Heart Happy (cathy_edgett) wrote,
Heart Happy

What we carry -

There is a wonderful book by Tim O'Brien, The Things They Carried.  I recommend it.  It is about a platoon of American soldiers during the Vietnam War and what they carry.  It is a powerful book.

I was reminded of it yesterday because I was talking to a friend, to Lee, about pressure I was feeling about a "report" I needed to write for a group I am in.  I've been struggling with words of late, actually found myself doing charades during a word game I was playing on Christmas Day.  I want to convey information with the whole of myself, and words are feeling limiting these days, which is why my posts have been minimal of late.  I do write my death poems, though I don't post them here.

Anyway, this word "pressure" is huge when one pauses to consider it.  Notice now.  Do you feel pressure about something you feel you are meant to do?

When I let myself feel the pressure in my heart around this "project", I could feel expansiveness, a letting go.  I could be with what was happening, just noticing.  What came up was the pressure I feel around traumas that were my parents, my father being shot down during WWII and handed over to the SS and being in a prisoner of war camp.  I could feel what it was for my mother to have her brother fighting in Europe during WWII,  not knowing if he was dead or alive.
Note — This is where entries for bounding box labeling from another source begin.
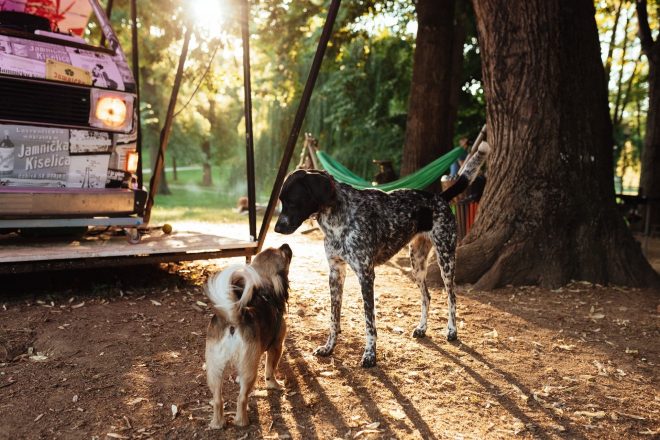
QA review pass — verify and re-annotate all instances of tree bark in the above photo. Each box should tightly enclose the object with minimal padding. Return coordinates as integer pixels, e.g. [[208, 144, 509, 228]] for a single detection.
[[456, 0, 658, 289], [202, 97, 215, 186], [636, 0, 660, 234], [401, 0, 465, 189]]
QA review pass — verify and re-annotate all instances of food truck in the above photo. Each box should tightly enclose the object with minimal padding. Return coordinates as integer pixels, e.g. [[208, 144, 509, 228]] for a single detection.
[[0, 0, 147, 232], [0, 0, 340, 274]]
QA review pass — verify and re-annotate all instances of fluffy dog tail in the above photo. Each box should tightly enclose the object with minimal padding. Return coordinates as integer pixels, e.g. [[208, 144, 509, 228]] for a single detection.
[[440, 141, 490, 201], [206, 265, 261, 324]]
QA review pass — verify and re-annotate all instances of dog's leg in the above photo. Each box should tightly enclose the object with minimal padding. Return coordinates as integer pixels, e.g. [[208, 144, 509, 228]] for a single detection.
[[431, 222, 458, 341], [206, 365, 227, 429], [355, 267, 377, 368], [409, 234, 432, 338], [266, 318, 286, 390], [314, 257, 346, 356], [234, 350, 261, 426]]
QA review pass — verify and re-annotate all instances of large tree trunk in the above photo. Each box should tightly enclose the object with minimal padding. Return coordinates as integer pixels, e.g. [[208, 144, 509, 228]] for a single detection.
[[457, 0, 658, 289], [401, 0, 465, 189], [637, 0, 660, 234]]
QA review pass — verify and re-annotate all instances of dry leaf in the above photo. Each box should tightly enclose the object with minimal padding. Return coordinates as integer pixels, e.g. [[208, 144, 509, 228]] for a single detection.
[[390, 409, 406, 420], [353, 429, 381, 438], [128, 397, 147, 406], [484, 329, 499, 338], [573, 411, 606, 419]]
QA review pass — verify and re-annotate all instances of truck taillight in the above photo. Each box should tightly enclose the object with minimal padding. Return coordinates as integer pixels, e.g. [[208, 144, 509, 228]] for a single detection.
[[89, 89, 134, 132], [126, 151, 139, 173]]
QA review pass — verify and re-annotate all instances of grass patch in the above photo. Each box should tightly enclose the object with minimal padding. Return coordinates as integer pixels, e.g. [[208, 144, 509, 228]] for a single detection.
[[145, 168, 246, 223]]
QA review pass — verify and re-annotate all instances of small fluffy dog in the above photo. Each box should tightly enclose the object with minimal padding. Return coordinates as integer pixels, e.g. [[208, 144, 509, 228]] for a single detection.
[[206, 244, 293, 429]]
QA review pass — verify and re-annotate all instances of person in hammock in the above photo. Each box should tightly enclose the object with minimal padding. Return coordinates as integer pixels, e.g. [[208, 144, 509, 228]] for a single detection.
[[449, 137, 468, 177]]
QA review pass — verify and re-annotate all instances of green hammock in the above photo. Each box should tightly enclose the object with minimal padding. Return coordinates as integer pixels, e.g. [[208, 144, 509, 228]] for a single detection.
[[316, 147, 465, 191]]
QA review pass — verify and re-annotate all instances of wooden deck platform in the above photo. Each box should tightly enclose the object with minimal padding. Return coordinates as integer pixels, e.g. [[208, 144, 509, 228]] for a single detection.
[[0, 230, 257, 273]]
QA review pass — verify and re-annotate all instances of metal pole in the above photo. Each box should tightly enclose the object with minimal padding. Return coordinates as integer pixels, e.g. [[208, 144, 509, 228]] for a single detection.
[[131, 0, 143, 188], [144, 23, 192, 225], [241, 0, 257, 240], [257, 0, 341, 252], [99, 0, 113, 47]]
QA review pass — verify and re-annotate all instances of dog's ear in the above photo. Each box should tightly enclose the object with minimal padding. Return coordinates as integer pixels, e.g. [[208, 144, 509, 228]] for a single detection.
[[305, 171, 337, 206]]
I stayed with all this, noticing my breath, looking at the pressure, being with curiosity.  Can I be curious about what is happening now?  Just now, this moment, only this?  Lee asked: "How do I trust my own experience?"  "Do I feel that nothing will happen if I don't do it?"

Can I simply "be with"?

Lately I've been with the word "simplicity", desiring simplicity.  I want to "carry" less.  I began this year with the word "receptivity". I wanted to better listen, to "receive".

Now I sit with "being with".  Lee says the way to work with trauma, which we all have, no matter how gentle, beautiful, or even simple, our lives are, and have been, is this: "Be deeply tender, kind, curious, and attentive."

I offer her words to you on this last day of the year, a day we release to beckon the new, but in that, I believe we must also honor the past.  My mantra for this new year is: BE DEEPLY TENDER, KIND, CURIOUS, AND ATTENTIVE."   May those words carry me gently, tenderly, attentively, and curiously along this new path that opens before, with, and in me, each moment, each breath.